I get the sense that nothing they do will be good enough for you (especially given some of your saltier posts earlier). What makes you think that when they go to Zimmerman they won't dial up other aspects of their skating? Please. When they switch things up and leave Gauthier, you criticize them for it, but if they continued with Richard you would criticize them for it, too. I'm not sure what you think is so "imbalanced" in their approach ... it's not exactly out of the ordinary for skaters to switch coaches, especially when losing momentum.
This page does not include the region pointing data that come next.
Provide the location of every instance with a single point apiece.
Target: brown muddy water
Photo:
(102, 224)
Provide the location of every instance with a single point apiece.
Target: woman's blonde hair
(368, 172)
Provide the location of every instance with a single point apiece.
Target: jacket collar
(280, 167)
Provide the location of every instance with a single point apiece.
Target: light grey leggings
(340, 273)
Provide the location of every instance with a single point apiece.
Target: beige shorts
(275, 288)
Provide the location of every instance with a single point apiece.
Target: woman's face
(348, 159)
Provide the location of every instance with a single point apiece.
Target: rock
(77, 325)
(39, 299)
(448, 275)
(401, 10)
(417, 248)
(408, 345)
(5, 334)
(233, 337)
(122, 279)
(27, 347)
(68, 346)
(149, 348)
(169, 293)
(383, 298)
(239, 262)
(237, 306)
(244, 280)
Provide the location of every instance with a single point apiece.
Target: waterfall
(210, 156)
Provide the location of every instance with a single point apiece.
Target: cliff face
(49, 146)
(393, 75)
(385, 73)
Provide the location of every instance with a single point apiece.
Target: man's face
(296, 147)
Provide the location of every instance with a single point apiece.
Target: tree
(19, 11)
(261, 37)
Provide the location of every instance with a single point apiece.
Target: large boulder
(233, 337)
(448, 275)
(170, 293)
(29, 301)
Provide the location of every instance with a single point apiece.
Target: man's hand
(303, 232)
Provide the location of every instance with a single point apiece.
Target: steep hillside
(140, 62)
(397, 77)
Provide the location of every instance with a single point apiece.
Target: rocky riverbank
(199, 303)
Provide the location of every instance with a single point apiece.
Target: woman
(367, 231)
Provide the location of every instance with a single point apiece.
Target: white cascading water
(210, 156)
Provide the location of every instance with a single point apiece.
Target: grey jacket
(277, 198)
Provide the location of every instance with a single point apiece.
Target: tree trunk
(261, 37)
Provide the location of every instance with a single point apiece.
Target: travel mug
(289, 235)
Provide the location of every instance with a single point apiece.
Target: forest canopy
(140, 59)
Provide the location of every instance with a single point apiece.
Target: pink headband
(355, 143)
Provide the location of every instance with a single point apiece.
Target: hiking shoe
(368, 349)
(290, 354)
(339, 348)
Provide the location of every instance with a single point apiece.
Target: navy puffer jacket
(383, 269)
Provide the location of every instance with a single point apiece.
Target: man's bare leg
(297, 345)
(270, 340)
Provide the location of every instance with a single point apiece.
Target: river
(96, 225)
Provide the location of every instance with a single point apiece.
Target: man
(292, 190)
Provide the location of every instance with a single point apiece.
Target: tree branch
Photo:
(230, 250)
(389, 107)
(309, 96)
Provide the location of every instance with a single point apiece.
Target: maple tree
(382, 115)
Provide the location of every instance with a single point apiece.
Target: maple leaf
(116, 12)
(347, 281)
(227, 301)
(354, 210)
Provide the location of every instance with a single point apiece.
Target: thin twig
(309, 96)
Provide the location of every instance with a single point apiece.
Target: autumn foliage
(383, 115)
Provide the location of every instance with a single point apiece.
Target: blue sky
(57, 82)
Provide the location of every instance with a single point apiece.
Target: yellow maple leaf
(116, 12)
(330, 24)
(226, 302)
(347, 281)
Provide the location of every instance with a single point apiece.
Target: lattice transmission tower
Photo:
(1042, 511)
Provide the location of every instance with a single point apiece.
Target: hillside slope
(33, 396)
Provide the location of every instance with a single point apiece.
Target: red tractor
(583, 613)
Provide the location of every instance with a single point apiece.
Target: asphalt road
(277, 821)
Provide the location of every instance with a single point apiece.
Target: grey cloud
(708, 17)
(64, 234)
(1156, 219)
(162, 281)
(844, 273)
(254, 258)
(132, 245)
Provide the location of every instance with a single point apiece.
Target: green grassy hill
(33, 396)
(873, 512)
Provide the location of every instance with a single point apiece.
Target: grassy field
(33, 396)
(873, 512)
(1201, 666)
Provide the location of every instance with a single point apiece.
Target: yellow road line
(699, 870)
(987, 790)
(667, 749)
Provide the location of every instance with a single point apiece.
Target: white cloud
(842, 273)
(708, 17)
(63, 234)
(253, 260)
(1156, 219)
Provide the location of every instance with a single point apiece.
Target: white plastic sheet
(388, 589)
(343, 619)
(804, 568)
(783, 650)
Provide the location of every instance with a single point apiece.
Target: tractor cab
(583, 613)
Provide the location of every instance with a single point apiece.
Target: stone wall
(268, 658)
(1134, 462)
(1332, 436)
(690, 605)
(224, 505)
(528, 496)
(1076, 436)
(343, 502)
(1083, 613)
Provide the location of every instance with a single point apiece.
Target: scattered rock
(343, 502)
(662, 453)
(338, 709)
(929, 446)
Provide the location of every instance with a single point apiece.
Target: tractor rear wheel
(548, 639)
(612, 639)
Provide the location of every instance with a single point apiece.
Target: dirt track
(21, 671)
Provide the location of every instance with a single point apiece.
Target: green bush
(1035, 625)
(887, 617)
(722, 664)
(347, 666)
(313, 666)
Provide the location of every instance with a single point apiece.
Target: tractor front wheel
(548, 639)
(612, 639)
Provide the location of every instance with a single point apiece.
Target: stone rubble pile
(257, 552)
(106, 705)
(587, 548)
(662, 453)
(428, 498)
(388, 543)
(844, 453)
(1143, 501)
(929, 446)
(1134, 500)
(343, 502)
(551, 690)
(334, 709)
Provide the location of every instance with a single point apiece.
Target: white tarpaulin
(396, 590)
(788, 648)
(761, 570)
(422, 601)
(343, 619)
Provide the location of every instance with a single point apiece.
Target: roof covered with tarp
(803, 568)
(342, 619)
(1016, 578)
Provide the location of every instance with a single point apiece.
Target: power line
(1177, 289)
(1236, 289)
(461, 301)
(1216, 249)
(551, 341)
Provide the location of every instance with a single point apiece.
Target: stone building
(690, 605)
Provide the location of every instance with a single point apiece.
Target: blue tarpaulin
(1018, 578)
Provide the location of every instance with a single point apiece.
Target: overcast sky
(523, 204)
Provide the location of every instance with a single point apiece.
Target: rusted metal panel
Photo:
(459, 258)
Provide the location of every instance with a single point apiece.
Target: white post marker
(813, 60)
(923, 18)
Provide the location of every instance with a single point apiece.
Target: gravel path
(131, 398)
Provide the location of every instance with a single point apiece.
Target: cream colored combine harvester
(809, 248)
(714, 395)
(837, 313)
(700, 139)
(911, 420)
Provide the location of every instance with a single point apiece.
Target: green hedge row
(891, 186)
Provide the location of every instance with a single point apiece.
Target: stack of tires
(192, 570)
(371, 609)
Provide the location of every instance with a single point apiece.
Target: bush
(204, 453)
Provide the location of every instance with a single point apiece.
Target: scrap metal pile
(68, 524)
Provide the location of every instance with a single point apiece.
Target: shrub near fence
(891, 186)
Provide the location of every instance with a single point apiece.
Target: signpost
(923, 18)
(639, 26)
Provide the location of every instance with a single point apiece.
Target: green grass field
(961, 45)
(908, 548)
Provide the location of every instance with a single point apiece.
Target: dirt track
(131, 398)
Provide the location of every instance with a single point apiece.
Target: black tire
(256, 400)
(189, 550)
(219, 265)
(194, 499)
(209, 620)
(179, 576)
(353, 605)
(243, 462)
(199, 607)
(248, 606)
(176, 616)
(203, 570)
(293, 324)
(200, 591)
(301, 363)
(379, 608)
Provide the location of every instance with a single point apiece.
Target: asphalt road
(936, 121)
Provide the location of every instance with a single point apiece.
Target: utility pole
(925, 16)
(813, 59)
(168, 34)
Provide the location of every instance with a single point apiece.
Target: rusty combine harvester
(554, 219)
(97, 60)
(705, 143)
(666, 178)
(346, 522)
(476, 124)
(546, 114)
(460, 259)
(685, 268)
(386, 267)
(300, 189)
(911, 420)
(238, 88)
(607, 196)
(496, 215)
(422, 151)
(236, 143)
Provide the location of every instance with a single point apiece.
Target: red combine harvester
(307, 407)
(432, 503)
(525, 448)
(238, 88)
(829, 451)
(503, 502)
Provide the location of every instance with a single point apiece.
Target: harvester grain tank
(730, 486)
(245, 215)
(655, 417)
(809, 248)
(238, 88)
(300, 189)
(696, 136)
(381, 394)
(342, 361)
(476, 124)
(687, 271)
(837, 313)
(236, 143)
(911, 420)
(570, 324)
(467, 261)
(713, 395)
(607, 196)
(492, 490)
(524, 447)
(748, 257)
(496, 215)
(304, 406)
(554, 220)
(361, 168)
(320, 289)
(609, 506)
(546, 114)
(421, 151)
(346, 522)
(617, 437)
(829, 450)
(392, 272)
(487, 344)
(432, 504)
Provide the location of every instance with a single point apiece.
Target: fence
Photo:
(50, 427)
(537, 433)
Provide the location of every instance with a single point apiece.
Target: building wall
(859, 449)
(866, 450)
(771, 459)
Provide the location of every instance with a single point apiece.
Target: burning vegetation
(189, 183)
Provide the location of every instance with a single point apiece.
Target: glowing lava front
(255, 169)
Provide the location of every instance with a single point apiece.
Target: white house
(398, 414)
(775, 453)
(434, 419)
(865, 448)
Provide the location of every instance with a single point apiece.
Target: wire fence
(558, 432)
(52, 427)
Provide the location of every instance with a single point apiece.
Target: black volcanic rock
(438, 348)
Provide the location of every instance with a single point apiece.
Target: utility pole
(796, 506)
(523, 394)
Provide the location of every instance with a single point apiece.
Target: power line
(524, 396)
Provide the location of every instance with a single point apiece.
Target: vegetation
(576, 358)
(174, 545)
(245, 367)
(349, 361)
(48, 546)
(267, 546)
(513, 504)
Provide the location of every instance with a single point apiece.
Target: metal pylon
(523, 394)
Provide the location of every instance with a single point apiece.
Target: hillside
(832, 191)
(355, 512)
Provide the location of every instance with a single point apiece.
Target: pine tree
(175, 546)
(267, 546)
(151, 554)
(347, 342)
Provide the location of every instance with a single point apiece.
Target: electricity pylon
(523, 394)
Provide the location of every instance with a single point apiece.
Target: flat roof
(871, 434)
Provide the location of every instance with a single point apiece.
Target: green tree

Other than pushing the technical envelope after years of stagnation in pairs skating, the thing that impresses me most about D/R is that they know who THEY are. They don't try to be something they're not just to pander to critics who would love to see them adapt to these critics' standards or ideals of pairs skating. They avoid warhorses -- even though that would surely be more palatable to the judges or evoke more "classic pairs skating" that the haters seems to continually criticize them for. They skate for themselves and that is truly respectable.